App

Configuration And Secrets

Use environment variables and development secrets without coupling the app to a deployment platform.

By Guillermo Alvarez - Published - Updated

Configure the listen address

GoLazy reads ADDR, then PORT, then defaults to :3000:

ADDR=127.0.0.1:4000 lazy
PORT=4000 ./sample-app

Use ADDR when you want to control the host and port together. Use PORT when the deployment platform supplies only a port.

Read app-owned secrets

Application code reads ordinary environment variables:

func secureCookieKey() string {
    if key := os.Getenv("SECURE_COOKIE_KEY"); key != "" {
        return key
    }
    return developmentSecureCookieKey
}

The framework does not require a specific secret manager. Production deployments should provide real values through the platform or secret store.

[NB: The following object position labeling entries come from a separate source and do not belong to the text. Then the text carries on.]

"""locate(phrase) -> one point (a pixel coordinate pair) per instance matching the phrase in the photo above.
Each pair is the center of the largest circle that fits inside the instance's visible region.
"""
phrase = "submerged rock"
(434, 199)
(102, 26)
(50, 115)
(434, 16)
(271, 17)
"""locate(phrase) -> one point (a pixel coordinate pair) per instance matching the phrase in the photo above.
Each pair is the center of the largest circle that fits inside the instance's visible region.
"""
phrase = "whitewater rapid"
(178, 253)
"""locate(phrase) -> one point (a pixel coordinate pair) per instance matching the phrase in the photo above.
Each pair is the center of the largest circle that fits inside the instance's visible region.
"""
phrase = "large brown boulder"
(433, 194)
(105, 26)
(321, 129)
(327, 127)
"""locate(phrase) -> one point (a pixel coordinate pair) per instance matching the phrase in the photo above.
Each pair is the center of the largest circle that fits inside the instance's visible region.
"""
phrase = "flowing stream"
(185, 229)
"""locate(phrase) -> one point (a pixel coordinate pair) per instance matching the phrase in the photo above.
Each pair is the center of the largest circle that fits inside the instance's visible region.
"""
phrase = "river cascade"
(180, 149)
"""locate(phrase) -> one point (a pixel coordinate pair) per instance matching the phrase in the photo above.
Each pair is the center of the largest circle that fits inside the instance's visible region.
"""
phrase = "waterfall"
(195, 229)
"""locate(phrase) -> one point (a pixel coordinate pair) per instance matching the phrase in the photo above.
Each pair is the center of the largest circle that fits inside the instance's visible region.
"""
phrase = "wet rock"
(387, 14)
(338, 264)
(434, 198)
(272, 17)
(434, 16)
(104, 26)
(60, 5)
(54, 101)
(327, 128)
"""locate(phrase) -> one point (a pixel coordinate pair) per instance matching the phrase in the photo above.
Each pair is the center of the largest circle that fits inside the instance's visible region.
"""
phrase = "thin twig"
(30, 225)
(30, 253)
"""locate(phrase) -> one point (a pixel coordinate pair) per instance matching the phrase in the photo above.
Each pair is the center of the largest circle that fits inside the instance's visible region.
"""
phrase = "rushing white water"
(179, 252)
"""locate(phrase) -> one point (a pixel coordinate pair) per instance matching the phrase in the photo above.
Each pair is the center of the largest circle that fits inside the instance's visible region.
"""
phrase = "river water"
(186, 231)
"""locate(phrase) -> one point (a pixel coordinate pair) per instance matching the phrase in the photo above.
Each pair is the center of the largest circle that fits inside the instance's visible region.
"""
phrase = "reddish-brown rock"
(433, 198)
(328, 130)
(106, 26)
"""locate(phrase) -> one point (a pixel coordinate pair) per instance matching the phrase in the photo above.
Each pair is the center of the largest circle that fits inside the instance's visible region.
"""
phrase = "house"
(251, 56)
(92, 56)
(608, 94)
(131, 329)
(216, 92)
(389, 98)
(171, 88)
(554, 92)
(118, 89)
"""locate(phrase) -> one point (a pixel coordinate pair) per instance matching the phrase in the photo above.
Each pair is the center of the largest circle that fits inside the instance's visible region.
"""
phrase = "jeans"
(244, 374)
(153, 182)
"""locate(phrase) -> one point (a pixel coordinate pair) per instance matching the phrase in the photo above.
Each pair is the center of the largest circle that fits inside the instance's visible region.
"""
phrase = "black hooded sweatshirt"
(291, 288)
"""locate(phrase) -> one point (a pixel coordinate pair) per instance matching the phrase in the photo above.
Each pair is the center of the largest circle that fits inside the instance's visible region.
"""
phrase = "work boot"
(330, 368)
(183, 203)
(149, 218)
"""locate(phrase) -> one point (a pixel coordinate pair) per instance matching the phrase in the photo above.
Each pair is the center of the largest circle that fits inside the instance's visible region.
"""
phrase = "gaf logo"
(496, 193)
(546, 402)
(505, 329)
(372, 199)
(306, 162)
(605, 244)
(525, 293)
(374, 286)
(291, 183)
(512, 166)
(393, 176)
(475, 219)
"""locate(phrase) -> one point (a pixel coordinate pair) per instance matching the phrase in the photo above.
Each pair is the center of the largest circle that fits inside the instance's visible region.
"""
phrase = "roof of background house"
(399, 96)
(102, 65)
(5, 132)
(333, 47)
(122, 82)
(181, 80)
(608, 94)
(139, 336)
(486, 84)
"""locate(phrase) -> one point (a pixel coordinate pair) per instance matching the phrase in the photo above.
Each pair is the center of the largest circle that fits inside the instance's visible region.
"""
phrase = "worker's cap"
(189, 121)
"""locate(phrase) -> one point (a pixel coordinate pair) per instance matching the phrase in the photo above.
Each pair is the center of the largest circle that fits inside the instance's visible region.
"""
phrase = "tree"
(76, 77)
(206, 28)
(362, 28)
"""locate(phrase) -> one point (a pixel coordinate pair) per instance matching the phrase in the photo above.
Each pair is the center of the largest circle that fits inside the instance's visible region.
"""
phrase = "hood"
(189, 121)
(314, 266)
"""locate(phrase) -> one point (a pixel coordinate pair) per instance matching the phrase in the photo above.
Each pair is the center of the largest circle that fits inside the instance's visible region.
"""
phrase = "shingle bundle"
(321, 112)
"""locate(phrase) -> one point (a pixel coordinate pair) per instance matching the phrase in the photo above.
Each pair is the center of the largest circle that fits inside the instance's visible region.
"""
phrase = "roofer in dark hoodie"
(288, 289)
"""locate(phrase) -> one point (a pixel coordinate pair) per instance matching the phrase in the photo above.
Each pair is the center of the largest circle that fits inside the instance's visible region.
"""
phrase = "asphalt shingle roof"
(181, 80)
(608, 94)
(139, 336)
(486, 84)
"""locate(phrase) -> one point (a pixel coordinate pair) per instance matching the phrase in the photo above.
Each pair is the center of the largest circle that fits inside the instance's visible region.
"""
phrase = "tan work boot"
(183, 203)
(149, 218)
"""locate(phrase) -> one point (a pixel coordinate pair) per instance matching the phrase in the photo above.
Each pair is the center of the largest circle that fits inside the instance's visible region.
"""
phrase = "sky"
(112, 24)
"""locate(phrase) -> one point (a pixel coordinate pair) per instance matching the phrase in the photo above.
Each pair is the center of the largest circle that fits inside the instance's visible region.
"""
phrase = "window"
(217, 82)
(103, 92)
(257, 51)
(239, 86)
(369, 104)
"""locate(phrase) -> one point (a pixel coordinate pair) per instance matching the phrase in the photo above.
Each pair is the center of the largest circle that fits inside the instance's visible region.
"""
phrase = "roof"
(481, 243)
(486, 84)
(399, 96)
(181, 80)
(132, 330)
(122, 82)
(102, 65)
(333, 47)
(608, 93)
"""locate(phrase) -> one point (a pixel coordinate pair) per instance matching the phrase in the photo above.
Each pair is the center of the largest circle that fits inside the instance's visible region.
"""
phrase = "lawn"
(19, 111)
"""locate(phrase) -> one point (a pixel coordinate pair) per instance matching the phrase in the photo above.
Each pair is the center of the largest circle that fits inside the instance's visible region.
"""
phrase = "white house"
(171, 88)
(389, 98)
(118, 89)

Keep development examples local

The sample app includes development tooling and example secrets:

mise.toml
secrets/development.env

Those files are for local commands. Do not depend on mise in production; the production process should receive environment variables from its runtime environment.

Pass configuration into services

Prefer explicit service constructors when configuration affects behavior:

type MailerConfig struct {
    From string
}

func NewMailerFromEnv() (*Mailer, error) {
    return NewMailer(MailerConfig{
        From: os.Getenv("MAIL_FROM"),
    })
}

Initialize the service once in Context, then expose it through typed context helpers.